Dear Savvy Senior,
Is skin cancer hereditary? My 63-year-old brother died of melanoma last year, and I’m wondering if I’m at higher risk.
While long-term sun exposure and sunburns are the biggest risk factors for melanoma – the deadliest form of skin cancer – having a sibling or parent with melanoma does indeed increase your risk, according to the Skin Cancer Foundation.
Each year, around 100,000 Americans are diagnosed with melanoma, and about 7,500 people will die from it. While anyone can get it, those most often diagnosed are Caucasians, age 50 and older. And those with the highest risk are people with red or blond hair, blue or green eyes, fair skin, freckles, moles, a family history of skin cancer and those who had blistering sunburns in their youth.
The best way you can guard against melanoma and other skin cancers (basal and squamous cell carcinomas) is to protect yourself from the sun, and if you’re over age 50, get a full-body skin exam done by a dermatologist every year, especially if you’re high risk.
Conducting self-examinations every month or so is also a smart way to detect early problems. Using mirrors, check the front and backside of your entire body, including the tops and undersides of your arms and hands, between your toes and the soles of your feet, your neck, scalp and buttocks.
Be on the lookout for new growths, moles that have changed, or sores that don’t heal, and follow the ABCDE rule when examining suspicious moles.
- Asymmetry: One half of a mole doesn’t match the other.
- Border: The border is blurred or ragged.
- Color: The mole has uneven colors, often shades of brown, tan or black, with patches of pink, red, white or blue.
- Diameter: The lesion is new or at least a quarter-inch in diameter.
- Evolving: The mole is changing in size, shape or color.
For more self-examination tips and actual pictures of what to look for, see SpotSkinCancer.org or use a skin cancer detection app like Miiskin.com, MoleMapper.org or SkinVision.com.

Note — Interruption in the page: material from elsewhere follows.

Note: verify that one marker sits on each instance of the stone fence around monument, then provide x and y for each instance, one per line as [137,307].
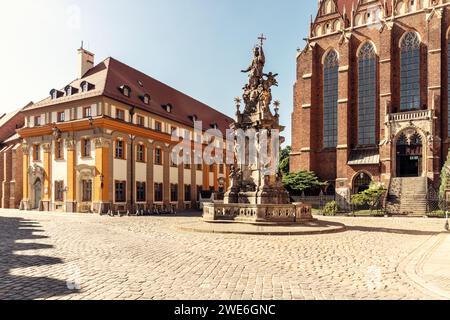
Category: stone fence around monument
[258,214]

In the spring and summer, there are also a variety of places that offer free skin cancer screenings, like the American Academy of Dermatology (spotskincancer.org) and the American Society for Dermatologic Surgery (asds.net/skincancerscreening.aspx), which offer screenings done by volunteer dermatologists across the U.S.

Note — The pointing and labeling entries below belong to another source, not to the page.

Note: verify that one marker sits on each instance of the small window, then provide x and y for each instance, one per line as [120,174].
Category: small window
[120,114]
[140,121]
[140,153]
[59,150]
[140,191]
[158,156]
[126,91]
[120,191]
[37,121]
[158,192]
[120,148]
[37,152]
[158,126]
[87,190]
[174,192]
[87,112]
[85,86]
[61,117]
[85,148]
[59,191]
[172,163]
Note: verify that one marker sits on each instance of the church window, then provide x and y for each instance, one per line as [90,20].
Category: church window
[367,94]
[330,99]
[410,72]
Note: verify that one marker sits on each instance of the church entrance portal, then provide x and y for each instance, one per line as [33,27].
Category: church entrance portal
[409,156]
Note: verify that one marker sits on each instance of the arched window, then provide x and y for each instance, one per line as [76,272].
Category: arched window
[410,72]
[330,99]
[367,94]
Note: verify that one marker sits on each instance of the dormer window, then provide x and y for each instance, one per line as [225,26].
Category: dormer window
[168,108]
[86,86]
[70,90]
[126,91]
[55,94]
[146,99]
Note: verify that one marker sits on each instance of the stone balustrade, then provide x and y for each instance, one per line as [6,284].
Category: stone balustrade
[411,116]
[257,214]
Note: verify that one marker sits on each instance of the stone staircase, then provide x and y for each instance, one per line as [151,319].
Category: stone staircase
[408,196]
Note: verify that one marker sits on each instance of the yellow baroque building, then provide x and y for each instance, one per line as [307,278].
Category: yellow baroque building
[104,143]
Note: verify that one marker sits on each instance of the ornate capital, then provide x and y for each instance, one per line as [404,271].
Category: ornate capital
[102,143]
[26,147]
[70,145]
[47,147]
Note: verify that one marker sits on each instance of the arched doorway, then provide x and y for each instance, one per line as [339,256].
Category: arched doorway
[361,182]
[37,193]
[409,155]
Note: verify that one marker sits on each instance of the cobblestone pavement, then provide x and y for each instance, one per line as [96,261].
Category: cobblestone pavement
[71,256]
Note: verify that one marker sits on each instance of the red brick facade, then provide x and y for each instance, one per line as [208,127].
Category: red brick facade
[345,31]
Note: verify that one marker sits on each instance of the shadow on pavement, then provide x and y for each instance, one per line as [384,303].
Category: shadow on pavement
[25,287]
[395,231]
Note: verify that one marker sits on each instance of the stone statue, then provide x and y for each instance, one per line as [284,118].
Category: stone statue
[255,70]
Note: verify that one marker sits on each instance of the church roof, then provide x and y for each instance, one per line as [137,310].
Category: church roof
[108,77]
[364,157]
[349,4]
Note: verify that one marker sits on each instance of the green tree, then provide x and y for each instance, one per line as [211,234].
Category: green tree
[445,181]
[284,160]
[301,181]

Even though you can’t change your skin or family history, there are some proven strategies that can help you protect yourself.

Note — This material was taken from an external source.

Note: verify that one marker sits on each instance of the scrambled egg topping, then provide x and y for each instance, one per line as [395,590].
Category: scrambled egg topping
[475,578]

For starters, when you go outside, put on broad-spectrum SPF 30, water-resistant sunscreen on both sunny and cloudy days. If you don’t like the rub-on lotions, try the continuous spray-on sunscreens, which are easier to apply and re-apply and less messy. Also, seek the shade when rays are most intense – between 10 a.m. and 2 p.m.
You can also protect your skin by wearing a wide-brimmed hat, and long sleeves and pants when possible. The best clothing options are tightly woven fabrics that help prevent the sun’s rays from reaching your skin, or you can wash in an invisible shield sun protection into your clothes with SunGuard laundry additive (see sunguarduv.com). You can even buy a variety of lightweight clothing and hats that offer maximum UV protection in their fabric. Coolibar.com and SunPrecautions.com are two good sites that offer these products.
If caught early, melanoma is nearly 100% curable. But if it’s not, the cancer can advance and spread to other parts of the body where it becomes hard to treat and can be fatal. Standard early treatment for melanoma is surgical removal. In advanced cases, however, immunotherapies and targeted therapies have shown positive results, or chemotherapy and radiation may be used.